Monday Seminar:
Max Harris
Solmsen Fellow (2015-2016)
Independent Scholar
How did Charlemagne confuse Palm Sunday processions and triumphal entries? Why was the early Quaker leader James Nayler charged with blasphemy for riding a horse into Bristol? Was he imitating Christ or mocking Oliver Cromwell? Why were life-size processional images of Jesus on a donkey vandalized both by sixteenth-century Protestant iconoclasts and by eighteenth-century Roman Catholic archbishops? My presentation explores Palm Sunday processions and other public representations of Christ’s entry into Jerusalem as embodied sites for the celebration, display, contestation, diffusion, and mockery of religious justifications for war and other exercises of power.

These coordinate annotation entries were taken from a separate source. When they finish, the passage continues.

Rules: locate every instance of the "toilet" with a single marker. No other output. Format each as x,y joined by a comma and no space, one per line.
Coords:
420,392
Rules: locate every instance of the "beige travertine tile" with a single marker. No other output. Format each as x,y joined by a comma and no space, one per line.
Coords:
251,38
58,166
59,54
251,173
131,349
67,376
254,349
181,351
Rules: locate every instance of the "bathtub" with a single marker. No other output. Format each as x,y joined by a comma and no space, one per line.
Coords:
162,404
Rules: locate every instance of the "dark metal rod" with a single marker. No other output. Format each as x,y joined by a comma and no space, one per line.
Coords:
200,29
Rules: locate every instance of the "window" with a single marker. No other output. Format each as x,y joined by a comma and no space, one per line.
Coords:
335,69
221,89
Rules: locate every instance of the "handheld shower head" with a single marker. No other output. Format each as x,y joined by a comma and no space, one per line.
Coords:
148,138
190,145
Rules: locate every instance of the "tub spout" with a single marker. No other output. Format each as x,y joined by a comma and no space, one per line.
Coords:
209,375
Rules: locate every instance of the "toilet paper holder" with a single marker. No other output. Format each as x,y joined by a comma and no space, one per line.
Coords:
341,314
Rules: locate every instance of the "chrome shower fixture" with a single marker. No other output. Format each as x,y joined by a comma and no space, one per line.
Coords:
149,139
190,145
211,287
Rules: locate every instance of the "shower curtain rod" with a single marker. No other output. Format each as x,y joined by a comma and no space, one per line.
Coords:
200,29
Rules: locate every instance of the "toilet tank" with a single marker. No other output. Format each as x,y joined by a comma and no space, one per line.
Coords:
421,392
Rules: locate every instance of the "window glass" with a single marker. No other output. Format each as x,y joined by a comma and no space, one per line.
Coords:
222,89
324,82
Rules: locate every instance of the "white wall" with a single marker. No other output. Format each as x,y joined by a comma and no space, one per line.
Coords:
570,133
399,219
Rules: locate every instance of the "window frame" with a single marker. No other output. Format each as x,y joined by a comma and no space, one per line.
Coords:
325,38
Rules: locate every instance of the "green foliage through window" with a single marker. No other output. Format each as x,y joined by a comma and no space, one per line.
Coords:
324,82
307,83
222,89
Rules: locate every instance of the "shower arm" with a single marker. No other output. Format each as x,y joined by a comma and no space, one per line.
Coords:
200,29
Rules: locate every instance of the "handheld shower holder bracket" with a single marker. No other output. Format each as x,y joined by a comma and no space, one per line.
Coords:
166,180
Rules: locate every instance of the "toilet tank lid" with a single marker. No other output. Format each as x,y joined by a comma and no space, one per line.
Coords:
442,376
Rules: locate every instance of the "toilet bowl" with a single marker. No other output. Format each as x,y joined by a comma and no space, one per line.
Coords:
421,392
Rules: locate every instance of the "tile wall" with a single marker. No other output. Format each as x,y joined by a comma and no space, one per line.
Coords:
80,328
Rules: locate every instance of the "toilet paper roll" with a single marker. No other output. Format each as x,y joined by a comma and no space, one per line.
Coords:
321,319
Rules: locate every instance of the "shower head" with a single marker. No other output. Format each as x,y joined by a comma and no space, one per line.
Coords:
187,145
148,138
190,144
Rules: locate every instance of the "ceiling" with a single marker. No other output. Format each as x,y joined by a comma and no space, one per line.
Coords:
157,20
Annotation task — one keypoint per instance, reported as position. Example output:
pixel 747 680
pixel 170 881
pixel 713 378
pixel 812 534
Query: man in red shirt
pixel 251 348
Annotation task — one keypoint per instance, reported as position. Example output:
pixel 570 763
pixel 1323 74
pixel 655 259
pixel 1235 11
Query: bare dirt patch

Max Harris is an independent scholar and Executive Director Emeritus of the Wisconsin Humanities Council. He has taught at the University of Virginia and, as a visiting professor, at Yale University. He is the author of five books: Theater and Incarnation (1990, 2nd ed. 2005), The Dialogical Theatre (1993), Aztecs, Moors, and Christians: Festivals of Reconquest in Mexico and Spain (2000), Carnival and Other Christian Festivals: Folk Theology and Folk Performance (2003), and Sacred Folly: A New History of the Feast of Fools (2011). His work has won the Otto Gründler Book Prize, and (twice) the David Bevington Award for the Best New Book in Early Drama Studies.